Selling off assets won’t save SAA

Issued by Alf Lees MP – DA Shadow Deputy Minister of Finance
23 Sep 2018 in News

The Democratic Alliance (DA) is unsurprised by media reports today that South African Airways (SAA) is contemplating selling off assets as a result of the mounting debt the airline faces.

The reports further indicate that SAA will lose R6 billion in the  2018/19 financial year meaning that SAA will lose R822 million more than the already massive loss of more than R 5 billion projected in the SAA Corporate Plan.

In the latest corporate plan, SAA is set to receive government bailouts to the tune of R13 billion over the next two years, however, the additional losses will mean that the taxpayer will have to cough up more, at least R14 billion in total.

The DA has for the last three years maintained that SAA has been and is bankrupt and that the airline cannot trade its way out of debt.

Despite the government guarantees of R19,1 billion that are available to SAA, commercial banks are apparently unwilling to lend more to SAA.

The “new” board and executives of SAA are unable to implement a robust plan to cut the bloated costs, root out rampant corruption and grow sales and on top of this meet debt servicing and repayment obligations.

Last month, the Ministers of Finance and Public Enterprises issued a joint announcement that SAA will be transferred to Public Enterprises. This move, as the DA warned, has not made a difference to the fortunes of SAA.

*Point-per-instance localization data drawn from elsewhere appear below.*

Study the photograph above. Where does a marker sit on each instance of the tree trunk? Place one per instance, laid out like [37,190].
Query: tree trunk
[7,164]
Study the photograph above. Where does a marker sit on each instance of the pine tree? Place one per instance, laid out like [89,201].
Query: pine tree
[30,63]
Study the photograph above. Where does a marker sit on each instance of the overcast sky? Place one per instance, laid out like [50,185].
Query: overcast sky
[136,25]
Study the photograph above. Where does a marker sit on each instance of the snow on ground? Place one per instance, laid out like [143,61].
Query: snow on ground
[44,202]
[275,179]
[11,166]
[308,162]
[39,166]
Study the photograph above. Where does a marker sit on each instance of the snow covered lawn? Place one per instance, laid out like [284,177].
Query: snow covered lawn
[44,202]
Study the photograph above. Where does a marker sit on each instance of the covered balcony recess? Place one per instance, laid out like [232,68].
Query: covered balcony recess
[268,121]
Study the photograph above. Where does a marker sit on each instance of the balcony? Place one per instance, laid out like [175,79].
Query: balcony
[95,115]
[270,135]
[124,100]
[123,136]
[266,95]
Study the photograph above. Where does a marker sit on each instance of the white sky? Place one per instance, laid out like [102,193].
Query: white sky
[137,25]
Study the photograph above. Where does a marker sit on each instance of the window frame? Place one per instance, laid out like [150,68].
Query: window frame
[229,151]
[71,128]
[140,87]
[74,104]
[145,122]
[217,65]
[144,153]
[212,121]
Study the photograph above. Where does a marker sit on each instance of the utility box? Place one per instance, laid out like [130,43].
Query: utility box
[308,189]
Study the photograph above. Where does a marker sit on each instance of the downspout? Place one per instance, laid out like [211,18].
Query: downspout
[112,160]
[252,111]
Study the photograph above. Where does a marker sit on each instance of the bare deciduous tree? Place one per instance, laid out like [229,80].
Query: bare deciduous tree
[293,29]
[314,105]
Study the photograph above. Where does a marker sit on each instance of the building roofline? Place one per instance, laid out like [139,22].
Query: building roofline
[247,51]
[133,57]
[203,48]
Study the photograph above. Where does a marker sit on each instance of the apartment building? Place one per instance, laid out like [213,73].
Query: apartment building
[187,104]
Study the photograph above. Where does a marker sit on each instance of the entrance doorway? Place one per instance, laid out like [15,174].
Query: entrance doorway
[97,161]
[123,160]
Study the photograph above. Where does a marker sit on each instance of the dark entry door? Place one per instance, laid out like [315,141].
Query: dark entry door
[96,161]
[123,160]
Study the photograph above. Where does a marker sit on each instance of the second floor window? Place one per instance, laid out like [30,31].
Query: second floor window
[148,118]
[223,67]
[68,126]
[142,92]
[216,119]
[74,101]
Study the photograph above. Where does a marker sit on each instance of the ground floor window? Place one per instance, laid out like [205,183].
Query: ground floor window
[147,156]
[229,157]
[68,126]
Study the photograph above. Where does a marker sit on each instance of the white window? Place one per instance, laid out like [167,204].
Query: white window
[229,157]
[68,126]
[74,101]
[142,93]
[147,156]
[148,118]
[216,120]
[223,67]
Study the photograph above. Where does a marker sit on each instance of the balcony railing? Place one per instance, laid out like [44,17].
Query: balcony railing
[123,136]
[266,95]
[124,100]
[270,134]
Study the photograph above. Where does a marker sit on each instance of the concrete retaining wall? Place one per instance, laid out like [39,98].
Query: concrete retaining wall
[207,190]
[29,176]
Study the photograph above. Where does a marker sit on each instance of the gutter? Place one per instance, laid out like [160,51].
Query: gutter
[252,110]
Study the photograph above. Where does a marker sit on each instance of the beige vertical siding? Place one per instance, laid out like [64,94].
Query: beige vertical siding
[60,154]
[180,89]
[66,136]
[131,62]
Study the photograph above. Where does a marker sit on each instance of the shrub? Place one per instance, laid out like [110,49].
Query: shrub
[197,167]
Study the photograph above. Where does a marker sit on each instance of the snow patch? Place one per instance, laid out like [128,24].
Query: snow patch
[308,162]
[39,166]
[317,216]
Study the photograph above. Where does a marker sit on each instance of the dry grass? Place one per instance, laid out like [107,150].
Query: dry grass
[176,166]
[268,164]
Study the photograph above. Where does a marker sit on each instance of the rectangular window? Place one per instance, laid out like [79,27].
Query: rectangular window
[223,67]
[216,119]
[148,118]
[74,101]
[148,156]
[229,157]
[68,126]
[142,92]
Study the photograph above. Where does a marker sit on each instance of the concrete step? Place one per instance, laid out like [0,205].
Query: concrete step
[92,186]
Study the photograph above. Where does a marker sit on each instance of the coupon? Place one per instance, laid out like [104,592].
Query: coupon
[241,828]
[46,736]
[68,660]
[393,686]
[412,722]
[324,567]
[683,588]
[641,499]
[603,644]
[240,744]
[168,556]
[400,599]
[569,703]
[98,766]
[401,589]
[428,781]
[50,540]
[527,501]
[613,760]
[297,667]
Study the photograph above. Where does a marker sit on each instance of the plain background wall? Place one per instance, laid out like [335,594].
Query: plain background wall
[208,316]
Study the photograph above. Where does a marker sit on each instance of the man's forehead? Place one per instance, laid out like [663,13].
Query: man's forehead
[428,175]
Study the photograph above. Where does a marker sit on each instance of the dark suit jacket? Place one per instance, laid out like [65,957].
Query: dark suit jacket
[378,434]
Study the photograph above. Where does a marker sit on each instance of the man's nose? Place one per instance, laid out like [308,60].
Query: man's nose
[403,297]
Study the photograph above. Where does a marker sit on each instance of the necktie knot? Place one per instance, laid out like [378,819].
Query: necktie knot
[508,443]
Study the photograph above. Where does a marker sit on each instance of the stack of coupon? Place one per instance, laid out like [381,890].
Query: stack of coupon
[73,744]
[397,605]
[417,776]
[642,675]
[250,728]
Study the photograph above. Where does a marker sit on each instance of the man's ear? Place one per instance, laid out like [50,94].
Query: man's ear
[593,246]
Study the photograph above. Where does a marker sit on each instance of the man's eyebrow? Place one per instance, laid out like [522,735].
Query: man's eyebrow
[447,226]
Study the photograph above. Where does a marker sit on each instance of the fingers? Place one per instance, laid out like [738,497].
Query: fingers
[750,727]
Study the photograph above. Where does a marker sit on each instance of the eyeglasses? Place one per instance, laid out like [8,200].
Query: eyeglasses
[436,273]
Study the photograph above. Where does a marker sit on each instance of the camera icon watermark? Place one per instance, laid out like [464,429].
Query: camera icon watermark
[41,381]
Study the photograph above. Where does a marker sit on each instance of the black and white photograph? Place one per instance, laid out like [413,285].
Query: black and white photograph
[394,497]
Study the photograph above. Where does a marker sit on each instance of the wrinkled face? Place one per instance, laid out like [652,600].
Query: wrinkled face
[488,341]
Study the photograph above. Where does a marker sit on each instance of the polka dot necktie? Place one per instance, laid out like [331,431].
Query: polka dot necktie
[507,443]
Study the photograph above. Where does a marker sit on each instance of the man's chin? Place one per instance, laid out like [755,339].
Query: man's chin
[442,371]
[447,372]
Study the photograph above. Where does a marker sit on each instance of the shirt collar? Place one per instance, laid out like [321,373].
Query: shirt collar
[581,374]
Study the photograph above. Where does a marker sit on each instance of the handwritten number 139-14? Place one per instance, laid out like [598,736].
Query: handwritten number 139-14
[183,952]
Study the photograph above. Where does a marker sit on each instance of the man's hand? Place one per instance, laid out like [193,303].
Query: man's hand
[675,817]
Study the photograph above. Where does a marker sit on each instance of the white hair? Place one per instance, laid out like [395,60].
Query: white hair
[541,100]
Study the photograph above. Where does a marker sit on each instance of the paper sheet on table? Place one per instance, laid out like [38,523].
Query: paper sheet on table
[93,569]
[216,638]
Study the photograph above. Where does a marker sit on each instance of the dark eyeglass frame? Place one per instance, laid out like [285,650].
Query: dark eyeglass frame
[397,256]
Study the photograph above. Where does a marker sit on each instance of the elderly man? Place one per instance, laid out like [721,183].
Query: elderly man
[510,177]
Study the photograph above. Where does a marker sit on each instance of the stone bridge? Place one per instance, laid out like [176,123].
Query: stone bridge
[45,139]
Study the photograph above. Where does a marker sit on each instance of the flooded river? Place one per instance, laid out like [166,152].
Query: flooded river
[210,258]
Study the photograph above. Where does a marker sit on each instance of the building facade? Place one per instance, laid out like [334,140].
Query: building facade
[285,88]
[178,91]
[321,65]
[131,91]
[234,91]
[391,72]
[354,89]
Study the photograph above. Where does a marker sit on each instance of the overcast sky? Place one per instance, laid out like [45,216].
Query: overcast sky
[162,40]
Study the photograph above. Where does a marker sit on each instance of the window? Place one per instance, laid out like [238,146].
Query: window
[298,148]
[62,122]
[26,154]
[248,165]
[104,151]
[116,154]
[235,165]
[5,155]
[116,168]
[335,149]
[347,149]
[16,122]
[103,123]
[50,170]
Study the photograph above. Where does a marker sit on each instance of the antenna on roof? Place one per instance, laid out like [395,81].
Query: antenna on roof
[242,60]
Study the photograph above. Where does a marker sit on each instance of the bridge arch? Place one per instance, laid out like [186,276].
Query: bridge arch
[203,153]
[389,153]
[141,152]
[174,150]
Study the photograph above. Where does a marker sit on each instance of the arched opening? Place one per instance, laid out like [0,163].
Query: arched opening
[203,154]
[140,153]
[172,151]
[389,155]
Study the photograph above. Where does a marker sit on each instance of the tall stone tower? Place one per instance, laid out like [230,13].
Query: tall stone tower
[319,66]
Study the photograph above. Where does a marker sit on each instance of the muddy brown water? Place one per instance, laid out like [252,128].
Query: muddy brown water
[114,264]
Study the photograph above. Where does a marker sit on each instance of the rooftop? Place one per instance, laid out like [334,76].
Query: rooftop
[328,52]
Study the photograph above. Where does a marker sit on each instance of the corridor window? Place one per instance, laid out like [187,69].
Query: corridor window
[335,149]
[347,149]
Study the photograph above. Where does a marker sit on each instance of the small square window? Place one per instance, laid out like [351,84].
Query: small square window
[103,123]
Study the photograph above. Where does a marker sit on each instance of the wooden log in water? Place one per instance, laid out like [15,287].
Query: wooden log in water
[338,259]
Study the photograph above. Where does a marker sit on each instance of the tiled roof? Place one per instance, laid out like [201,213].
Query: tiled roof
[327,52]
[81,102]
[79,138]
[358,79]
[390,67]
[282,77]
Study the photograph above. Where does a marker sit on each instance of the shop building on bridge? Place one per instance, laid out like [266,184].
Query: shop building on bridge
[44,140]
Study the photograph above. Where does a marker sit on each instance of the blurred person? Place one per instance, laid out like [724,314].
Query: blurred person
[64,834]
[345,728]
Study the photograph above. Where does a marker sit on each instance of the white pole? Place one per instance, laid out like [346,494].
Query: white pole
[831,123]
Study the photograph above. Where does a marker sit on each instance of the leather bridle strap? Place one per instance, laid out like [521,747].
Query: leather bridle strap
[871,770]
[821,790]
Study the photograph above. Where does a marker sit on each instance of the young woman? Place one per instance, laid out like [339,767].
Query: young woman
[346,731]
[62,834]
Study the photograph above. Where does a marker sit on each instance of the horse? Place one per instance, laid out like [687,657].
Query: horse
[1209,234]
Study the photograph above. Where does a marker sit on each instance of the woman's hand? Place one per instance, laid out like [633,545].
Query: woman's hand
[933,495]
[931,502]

Now more than ever before there is clearly a need to:

  • Put SAA into business rescue;
  • Appoint a business rescue practitioner who has experience in the airline industry and who will make the hard financial decisions to stop the losses;
  • Allow SAA to recover under business rescue and be privatised, failing which to let SAA go to the wall and be liquidated.

The state of SAA and other state-owned enterprises must be placed squarely at the feet of the failing ANC. Under their watch, state entities have disintegrated because of corruption and gross mismanagement. The DA, through Parliament, will do all we can to rescue these entities from further ruin.